Take a stroll around the Chinese Heritage Trail, see the remains of the original Temple and the remnants of the second largest pig over in the southern hemisphere. Read more about the Chinatown inhabitants of this once thriving site on the beautiful sandstone plinths placed along the heritage walk, which meanders throughout the site.

In 2007 further research took place into the chinese gravestone markers which can be found in some of the local historic cemeteries. With the assistance of a Chinese Student, Wei Liao, lettering on the markers revealed that the majority of Chinese working on the Croydon goldfields came from the Quangdong Province of China.

As links are forged today with other significant past Chinese settlements, heritage sites & descendents there is a fascinating unfolding history that will keep you enthralled and interested in investigating further this golden era of Queensland.

Entry is free and is open all year round.

Chinese Heritage Chinese Heritage

In the gold mining days Croydon, like all gold mining areas, had a large population of Chinese settlers. Today links have been forged with other significant Chinese settlements, heritage sites and descendents and a fascinating history is unfolding.

Towards the end of late nineteenth and early twentieth century, migrants from the rural areas of Guangdong Province of south China constituted twenty to thirty percent of the population of the emerging towns of the region. Every major town - Cairns, Port Douglas, Innisfail, Cooktown, Atherton, Croydon, Georgetown – featured busy Chinese quarters centred around a temple furbished with a wealth of religious objects imported from the home area.

In recent times, archaeologists have rediscovered and interpreted the 1904 Croydon Chinese Temple site, located on the road to Lake Belmore. The Centenary of Federation project focused on presenting the heritage listed archaeological site to the public. Until then all that remained of the once bustling township were a few surface artefacts and tumbled building remains. When archaeologists surveyed the area it became apparent that the foundations of the former Chinese temple, the caretaker’s cottage and a nearly intact pig roasting oven still existed.

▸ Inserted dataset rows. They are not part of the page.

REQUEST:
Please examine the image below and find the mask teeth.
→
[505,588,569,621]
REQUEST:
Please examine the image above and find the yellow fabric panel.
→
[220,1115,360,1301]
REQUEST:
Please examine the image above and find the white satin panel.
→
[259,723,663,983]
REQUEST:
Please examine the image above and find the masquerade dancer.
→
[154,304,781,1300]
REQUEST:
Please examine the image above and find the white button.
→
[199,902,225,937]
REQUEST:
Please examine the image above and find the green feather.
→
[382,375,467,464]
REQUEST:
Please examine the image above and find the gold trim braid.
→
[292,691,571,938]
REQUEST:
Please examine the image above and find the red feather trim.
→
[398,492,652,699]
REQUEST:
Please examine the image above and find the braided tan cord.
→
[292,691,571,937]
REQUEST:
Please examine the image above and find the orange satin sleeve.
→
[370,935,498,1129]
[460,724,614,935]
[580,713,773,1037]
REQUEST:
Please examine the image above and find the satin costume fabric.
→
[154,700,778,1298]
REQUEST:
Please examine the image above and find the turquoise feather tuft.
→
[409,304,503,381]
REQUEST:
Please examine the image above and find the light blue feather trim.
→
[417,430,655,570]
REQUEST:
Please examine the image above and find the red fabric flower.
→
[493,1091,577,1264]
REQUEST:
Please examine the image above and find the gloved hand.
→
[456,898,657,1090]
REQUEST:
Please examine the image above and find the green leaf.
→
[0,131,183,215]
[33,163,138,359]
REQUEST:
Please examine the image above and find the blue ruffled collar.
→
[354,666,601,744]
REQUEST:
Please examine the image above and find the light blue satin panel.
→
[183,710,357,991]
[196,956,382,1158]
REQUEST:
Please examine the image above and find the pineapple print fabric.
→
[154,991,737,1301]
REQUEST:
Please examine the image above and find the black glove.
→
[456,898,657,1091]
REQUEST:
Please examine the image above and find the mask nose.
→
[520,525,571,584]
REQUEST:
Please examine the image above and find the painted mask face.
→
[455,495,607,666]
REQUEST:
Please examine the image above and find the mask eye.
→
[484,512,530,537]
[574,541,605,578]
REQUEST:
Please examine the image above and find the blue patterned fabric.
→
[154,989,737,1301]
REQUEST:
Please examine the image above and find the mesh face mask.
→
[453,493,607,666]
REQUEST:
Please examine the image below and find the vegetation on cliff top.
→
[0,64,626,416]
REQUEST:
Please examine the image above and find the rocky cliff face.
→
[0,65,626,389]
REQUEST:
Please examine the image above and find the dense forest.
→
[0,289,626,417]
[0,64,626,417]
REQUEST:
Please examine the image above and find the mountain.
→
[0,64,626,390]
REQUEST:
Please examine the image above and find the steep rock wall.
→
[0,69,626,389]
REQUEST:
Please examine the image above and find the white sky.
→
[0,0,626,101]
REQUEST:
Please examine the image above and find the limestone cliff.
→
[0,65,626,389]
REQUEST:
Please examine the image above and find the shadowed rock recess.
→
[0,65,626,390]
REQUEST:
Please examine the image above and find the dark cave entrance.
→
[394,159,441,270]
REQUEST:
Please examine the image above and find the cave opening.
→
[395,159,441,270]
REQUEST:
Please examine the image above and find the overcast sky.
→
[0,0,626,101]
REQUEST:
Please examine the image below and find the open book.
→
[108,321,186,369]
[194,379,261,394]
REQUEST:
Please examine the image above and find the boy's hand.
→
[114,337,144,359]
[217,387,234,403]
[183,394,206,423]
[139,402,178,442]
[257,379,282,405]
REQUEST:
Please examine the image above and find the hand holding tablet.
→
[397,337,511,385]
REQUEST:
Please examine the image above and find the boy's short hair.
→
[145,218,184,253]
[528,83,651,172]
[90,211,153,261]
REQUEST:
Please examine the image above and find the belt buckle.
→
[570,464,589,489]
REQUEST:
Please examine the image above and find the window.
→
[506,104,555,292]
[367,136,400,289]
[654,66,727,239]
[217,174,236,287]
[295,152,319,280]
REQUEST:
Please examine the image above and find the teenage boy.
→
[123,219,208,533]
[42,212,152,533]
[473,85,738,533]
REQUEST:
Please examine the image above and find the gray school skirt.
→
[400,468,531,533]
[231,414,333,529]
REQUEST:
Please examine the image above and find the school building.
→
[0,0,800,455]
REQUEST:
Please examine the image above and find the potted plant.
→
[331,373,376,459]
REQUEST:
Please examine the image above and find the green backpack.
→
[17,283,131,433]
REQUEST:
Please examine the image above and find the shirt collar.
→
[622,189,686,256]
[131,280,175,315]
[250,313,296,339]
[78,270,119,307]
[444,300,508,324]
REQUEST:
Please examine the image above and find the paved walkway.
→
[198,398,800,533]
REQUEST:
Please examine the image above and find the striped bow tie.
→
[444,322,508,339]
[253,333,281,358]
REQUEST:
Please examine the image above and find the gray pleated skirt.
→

The Temple site is a significant and fascinating reminder of the rich history of the Gulf Savannah Region and the role that the area played in the development of Queensland as a State and Australia as a Federation of States and later a Commonwealth. Extensive research has been undertaken to provide visitors with an understanding and appreciation of Chinese settlement and their contribution to the development of the region. The site has interpretive signage, biographies of some of the Chinese families, remains of the Chinese Temple and a classic pig oven. Research is ongoing.

The Chinese Temple site contributes to Chinese history in Northern Australia. Signage and the pedestrian walkway focus on the important role Chinese settlers played in the Croydon mining context.

In 2007 further research took place into the Chinese gravestone markers which can be found in some of the local historic cemeteries. With the assistance of a Chinese student, lettering on the markers revealed that the majority of Chinese working on the Croydon goldfields came from the Quangdong Province of China. Interestingly, most of the Chinese in Australia came from the same province.

The temple site has specially constructed sandstone plinths with metal plaques depicting personal information about several Chinese families

A replica of a Chinese dwelling has been constructed in the gardens of the True Blue Visitor Information Centre. The original is at the Mining Museum just outside town on the road to Normanton. Descendants of the original Chinese settlers still live in Croydon and surrounds today.